EUR/USD: Fed will not rush to increase rates

Timeframe Weekly
Recommendation BUY STOP
Entry Point 1.0830
Take Profit 1.0960, 1.1095
Stop Loss 1.0780
Key Levels 1.0390, 1.0540, 1.0655, 1.0825, 1.0960, 1.1095, 1.1265
Alternative scenario
Recommendation SELL STOP
Entry Point 1.0730
Take Profit 1.0655, 1.0540
Stop Loss 1.0790
Key Levels 1.0390, 1.0540, 1.0655, 1.0825, 1.0960, 1.1095, 1.1265
Current trend
The EUR/USD pair is under pressure of the uncertain economic policy of the new US administration. While the contours of the economic policies of President Trump are still taking forms, but the first task is already outlined – an intention to weaken the national currency, which reduces the competitiveness of the American products. In this light yesterday's statement of Peter Navarro can be seen. One of the chief economic adviser to the US president accused Germany of underestimation of the euro to benefit from the trade. Later, Trump also noted that a number of countries devalue their own currencies to gain advantage in the market. These statements provoked an immediate jump in prices to the 1.0810 (Fibonacci correction 38.2%). Although, the Ministry of Economy of Germany has denied the charges, market participants are wondering whether this is a beginning of a trade war with the European Union.
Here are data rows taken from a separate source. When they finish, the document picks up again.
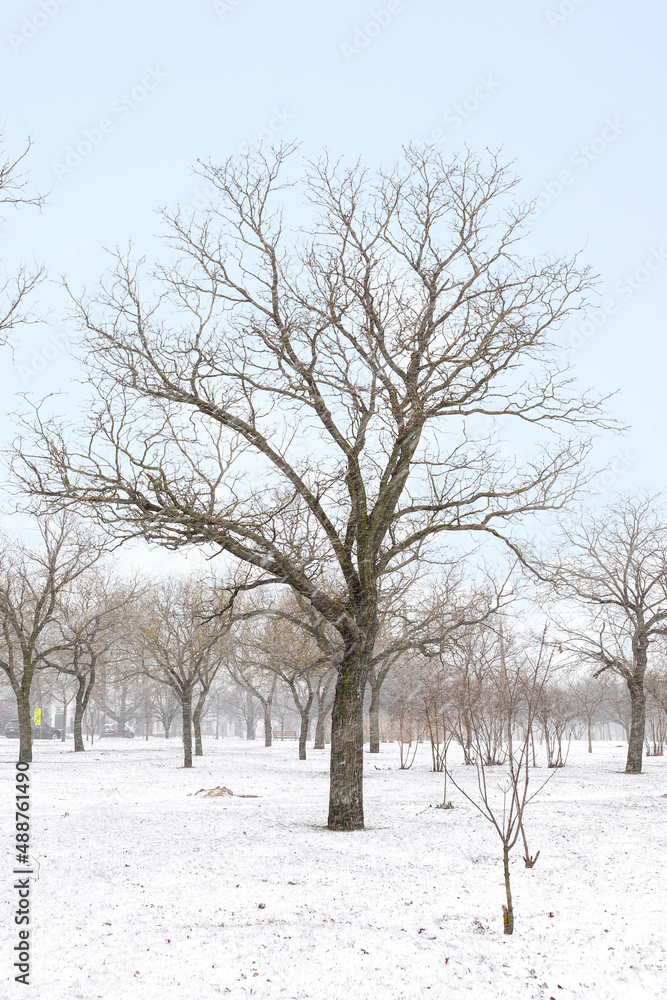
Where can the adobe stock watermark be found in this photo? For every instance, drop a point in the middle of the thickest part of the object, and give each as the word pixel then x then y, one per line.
pixel 624 289
pixel 460 112
pixel 121 109
pixel 225 7
pixel 41 360
pixel 580 160
pixel 565 9
pixel 365 33
pixel 31 26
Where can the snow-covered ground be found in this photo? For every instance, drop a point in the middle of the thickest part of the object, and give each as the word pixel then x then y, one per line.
pixel 146 890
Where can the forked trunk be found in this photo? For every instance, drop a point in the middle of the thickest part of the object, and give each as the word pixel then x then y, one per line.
pixel 637 728
pixel 374 718
pixel 268 727
pixel 79 708
pixel 305 721
pixel 508 911
pixel 346 793
pixel 186 704
pixel 25 730
pixel 319 728
pixel 250 717
pixel 196 721
pixel 637 706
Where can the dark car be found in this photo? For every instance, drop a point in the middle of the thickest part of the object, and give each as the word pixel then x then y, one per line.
pixel 43 732
pixel 113 730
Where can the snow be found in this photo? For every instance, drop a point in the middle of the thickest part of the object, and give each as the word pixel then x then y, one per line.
pixel 150 891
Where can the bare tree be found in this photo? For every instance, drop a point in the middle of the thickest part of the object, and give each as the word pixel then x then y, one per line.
pixel 505 806
pixel 15 291
pixel 347 370
pixel 33 584
pixel 165 706
pixel 589 694
pixel 177 637
pixel 613 568
pixel 89 625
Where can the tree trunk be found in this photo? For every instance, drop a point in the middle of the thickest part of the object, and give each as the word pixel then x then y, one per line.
pixel 25 729
pixel 508 912
pixel 196 719
pixel 637 727
pixel 268 727
pixel 303 732
pixel 250 717
pixel 186 705
pixel 374 718
pixel 63 735
pixel 79 708
pixel 319 728
pixel 346 790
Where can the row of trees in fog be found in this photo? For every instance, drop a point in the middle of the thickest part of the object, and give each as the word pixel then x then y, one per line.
pixel 122 649
pixel 359 416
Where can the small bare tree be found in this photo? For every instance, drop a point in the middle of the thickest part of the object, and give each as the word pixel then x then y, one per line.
pixel 612 567
pixel 90 626
pixel 179 640
pixel 505 807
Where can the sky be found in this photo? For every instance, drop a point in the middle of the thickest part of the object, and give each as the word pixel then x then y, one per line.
pixel 122 98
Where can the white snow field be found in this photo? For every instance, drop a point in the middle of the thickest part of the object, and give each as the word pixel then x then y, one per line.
pixel 146 890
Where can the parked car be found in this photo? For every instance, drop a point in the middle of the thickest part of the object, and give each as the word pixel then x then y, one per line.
pixel 43 732
pixel 112 730
pixel 46 732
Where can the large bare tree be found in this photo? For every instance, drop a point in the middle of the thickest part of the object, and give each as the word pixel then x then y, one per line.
pixel 34 586
pixel 179 640
pixel 311 397
pixel 612 567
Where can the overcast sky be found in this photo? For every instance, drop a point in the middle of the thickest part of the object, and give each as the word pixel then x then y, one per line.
pixel 121 98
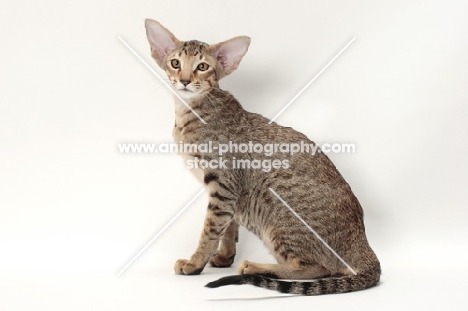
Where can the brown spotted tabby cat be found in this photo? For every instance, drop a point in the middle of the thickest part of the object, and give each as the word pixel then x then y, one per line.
pixel 240 195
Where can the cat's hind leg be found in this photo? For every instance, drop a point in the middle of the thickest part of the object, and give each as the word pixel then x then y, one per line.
pixel 227 247
pixel 283 270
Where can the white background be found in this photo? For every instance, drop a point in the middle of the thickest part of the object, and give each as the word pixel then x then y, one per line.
pixel 74 211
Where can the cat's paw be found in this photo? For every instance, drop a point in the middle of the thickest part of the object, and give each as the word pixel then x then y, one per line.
pixel 221 261
pixel 184 266
pixel 247 267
On the other hand, the US Federal Reserve announced a three-time increase in the interest rate this year. However, Federal Open Market Committee is unlikely to risk in the circumstances where the state's economic policy is undergoing major changes. However, at a press conference Janet Yellen may hint at further actions of regulator, and perhaps the date of the next increase. Confirmation of the policy of gradual tightening may have a strong support for the American currency.
Support and resistance
From a technical point of view, the pair is trading around 1.0825 (38.2% Fibonacci correction) and its breakdown may send the pair to the levels of 1.0960 (50.0% correction) and 1.1095 (61.8% correction). The growth of prices is confirmed by the indicators: Stochastic is pointing upwards, MACD histogram is growing in the positive zone. However, given today's fundamentals, the price correction could continue to the level of 1.0655 (the middle line of the Bollinger Bands, Fibonacci correction 23.6%) and 1.0540 (lower Bollinger band line).
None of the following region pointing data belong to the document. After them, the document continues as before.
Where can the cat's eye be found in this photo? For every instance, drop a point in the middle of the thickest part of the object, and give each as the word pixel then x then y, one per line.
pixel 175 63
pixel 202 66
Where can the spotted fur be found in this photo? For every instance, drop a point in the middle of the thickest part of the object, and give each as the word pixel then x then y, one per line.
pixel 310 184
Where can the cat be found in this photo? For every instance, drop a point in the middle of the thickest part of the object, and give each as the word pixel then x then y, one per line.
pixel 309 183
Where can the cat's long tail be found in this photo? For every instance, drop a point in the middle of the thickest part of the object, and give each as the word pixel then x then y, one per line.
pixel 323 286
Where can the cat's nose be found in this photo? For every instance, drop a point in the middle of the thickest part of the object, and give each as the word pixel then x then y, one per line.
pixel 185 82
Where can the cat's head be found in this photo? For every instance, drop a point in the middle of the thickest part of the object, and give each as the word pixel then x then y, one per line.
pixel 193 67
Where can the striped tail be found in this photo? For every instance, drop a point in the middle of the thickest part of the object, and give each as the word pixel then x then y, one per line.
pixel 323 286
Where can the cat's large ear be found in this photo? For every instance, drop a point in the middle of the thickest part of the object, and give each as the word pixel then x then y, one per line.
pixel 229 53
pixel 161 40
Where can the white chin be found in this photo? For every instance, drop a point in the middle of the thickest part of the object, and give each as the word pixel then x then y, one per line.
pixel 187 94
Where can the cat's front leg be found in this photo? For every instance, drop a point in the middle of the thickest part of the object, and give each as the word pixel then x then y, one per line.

Support levels: 1.0655, 1.0540, 1.0390.
Resistance levels: 1.0825, 1.0960, 1.1095 and 1.1265.
Trading tips
In this situation, the position to buy should be opened only above the level of 1.0825 with the targets at 1.0960, 1.1095 and stop loss at 1.0780. Short positions can be placed at the level 1.0730 with the targets at 1.0655, 1.0540 and stop loss at 1.0790.